A 2009 breach of contract lawsuit filed by ticket broker Chuck Lombardo against Ticketmaster was settled out of court this month, according to legal filings. The lawsuit had alleged that the ticketing giant reneged on a deal to buy Lombardo’s business after he had helped Ticketmaster with its secondary ticket market initiatives.
Terms of the settlement were not disclosed, but Lombardo’s Los Angeles-based attorney told TicketNews that the two sides mutually reached a satisfactory deal.
“The matter has been amicably resolved,” Larry Iser said. He declined to elaborate further. The case originally had been filed in Los Angeles Superior Court.
Lombardo, a 25-year veteran of the ticket resale industry, sued Ticketmaster for allegedly reneging on a promise to buy his business, the former Elite Entertainment, after he had done consulting work to help Ticketmaster develop its secondary ticket efforts through its TicketExchange and TicketsNow divisions.
After about a year of consultant work, Ticketmaster allegedly had Lombardo sign an employment contract as a prelude to buying his business, but then the company allegedly never acted on it. The amount Ticketmaster allegedly was going to pay Lombardo to buy the business was not disclosed. Since filing the lawsuit in the fall of 2009, Lombardo has relaunched the ticket brokerage as Dynamic Tickets and moved it from New Jersey to New York City.
In addition to the consulting work, Lombardo was one of the brokers Ticketmaster allegedly tried to use to muscle its way into the secondary ticket market as part of the “Project Showtime” scheme. He allegedly resold tickets on the secondary market on Ticketmaster’s behalf, tickets to several high-profile tours such as Van Halen, Def Leppard, Kanye West, Neil Diamond and New Kids on the Block. Those sales allegedly were seen partly as an exercise in how to price tickets.
Lombardo did not return a message seeking comment. Click here to view a copy of the original lawsuit.
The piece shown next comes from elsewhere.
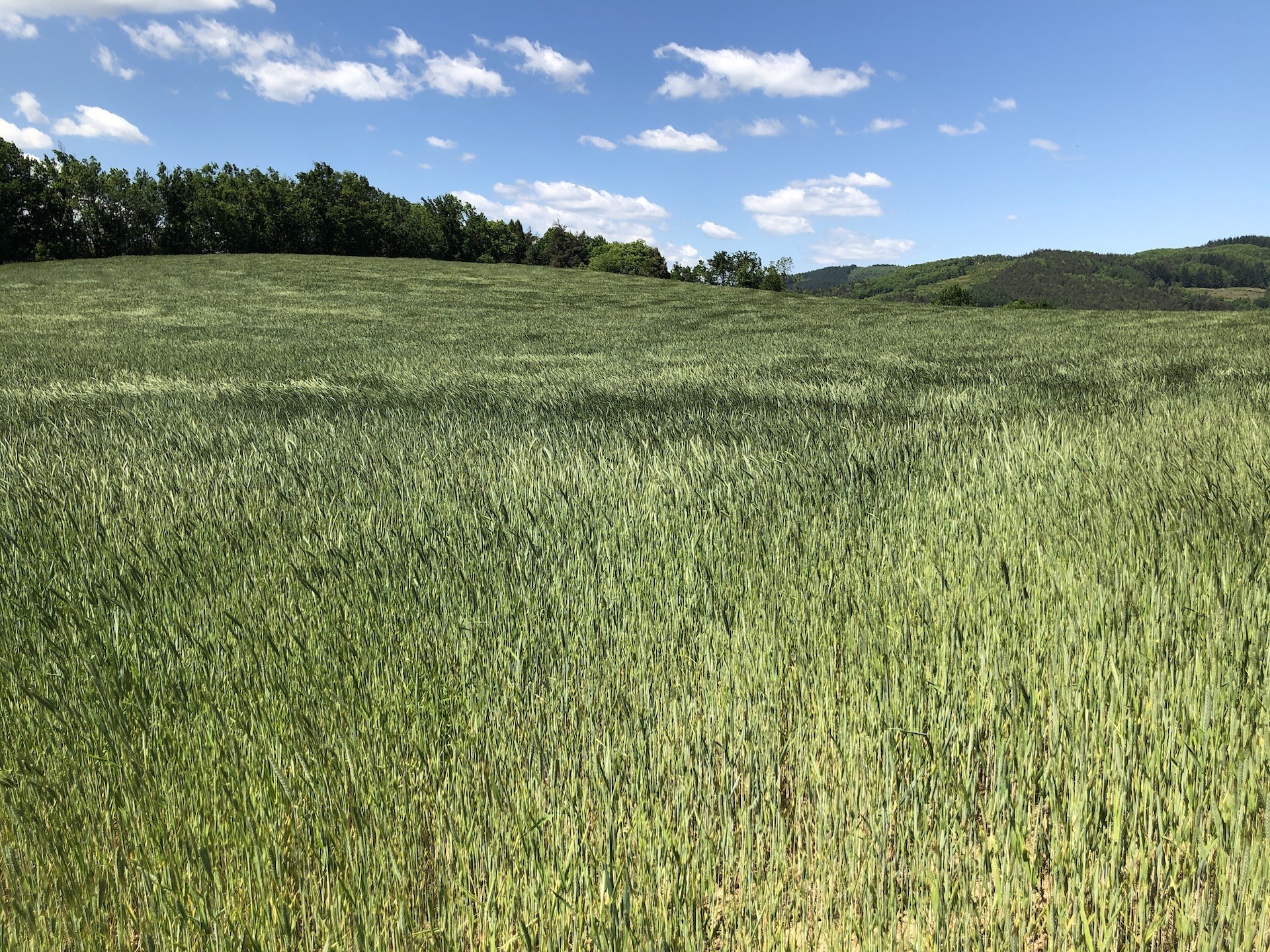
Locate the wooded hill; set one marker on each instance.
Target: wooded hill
(1224, 274)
Ticketmaster, which subsequently merged with Live Nation, allegedly offered Lombardo a three-year contract and a $1 million signing bonus if he signed the employment agreement, and it offered to pay all of Elite’s personnel costs, according to the original lawsuit. Ticketmaster also allegedly threatened to have Lombardo “blackballed” in the industry if he did not comply with its wishes, even though the two sides supposedly had not finalized the terms of the acquisition. But, after signing the employment agreement, Ticketmaster allegedly froze out Lombardo, according to the lawsuit, by not negotiating with him or returning his calls.
“In a nutshell, Ticketmaster used Plaintiffs’ knowledge and expertise contacts to build its secondary ticket platforms, inducing Plaintiffs to provide their services, knowledge, expertise, and contacts with false promises that Ticketmaster would acquire Elite and of full employment for Lombardo and Elite’s key employees with Ticketmaster. However, once Ticketmaster got what it needed and induced Plaintiffs, by means of false promises and economic duress, to sign the Settlement Agreement purporting to release any claims against Ticketmaster, and to accept less compensation than was owed for the services provided to Frontline and Ticketmaster, it ruthlessly cast Plaintiffs aside, without regard to the irreparable harm done to their business and to Lombardo’s ability to earn a living,” the lawsuit stated.